QUESTIONS & ANSWERS (Chapter 39: SWAN SONG) [wgwf]
Aug 23, 2024 20:20:35 GMT -5
Post by Admin on Aug 23, 2024 20:20:35 GMT -5
Yurievich Residence (Rock Hill, NY)||| August 20, 2024
(off camera)
It felt like 2023 all over again, like the way it had when the rug had been yanked out from under him in IIW and – irony of all ironies – his eyes had been opened. A gimme championship to keep him busy while Shaun Hart and JMont and Clyde Newton plotted the company's demise. He'd played stupid. That had been the first straw, the realization that Montuori only cared about himself. Sev had been a fool once again. Loyalty was his biggest weakness and he had agreed to follow along, to throw in with The Fortunate Ones. Had bided his time and now all that poison had filled him to the brim, tainting everything, including his marriage. Desperation had sent him to search greener pastures in DWL even though he had to start over at the bottom yet again.
He'd almost allowed his career to be cut short, all for the sake of the hubris that goddamned Smash Championship had forced upon him. He could hear the clock ticking, louder each day and he knew that he was going to have to swallow that bitter pill sooner rather than later – he wasn't immortal. As much as they liked to tout that tagline, he wasn't a god – capital G would never be earned even if he kept following those Sisyphean cycles. Getting cut down at a show he'd had no business even being at had been a stroke of divine providence, forcing him to look in the mirror, to finally admit he was human, to admit he was frail and stop trying to hide the nagging injuries. It was easy to point fingers, to shuck the blame. He'd known it was borrowed time.
Peter Vaughn.
John Cable.
Joe Montuori. It was only a matter of time before the bubble popped for good.
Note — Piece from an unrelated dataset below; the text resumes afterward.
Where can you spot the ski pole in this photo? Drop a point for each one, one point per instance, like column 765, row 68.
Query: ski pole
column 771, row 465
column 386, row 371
He'd been cautioned not to fly for a few weeks so he'd been grounded, has missed out on facetime and appearances as the Smash Champion and now the critics were back to their usual bullshit, picking him apart. They called him a coward. Lazy.
Miles from the fighting champion, from the PILLAR he had promised to be when Smash had told him about that brand split, about that show that WGWF was going to launch with him at the helm. His ego had loved that. The childish need for acceptance reared its ugly head and when the masked man had told Sev that he was the top choice, he'd gobbled it up without leaving any crumbs.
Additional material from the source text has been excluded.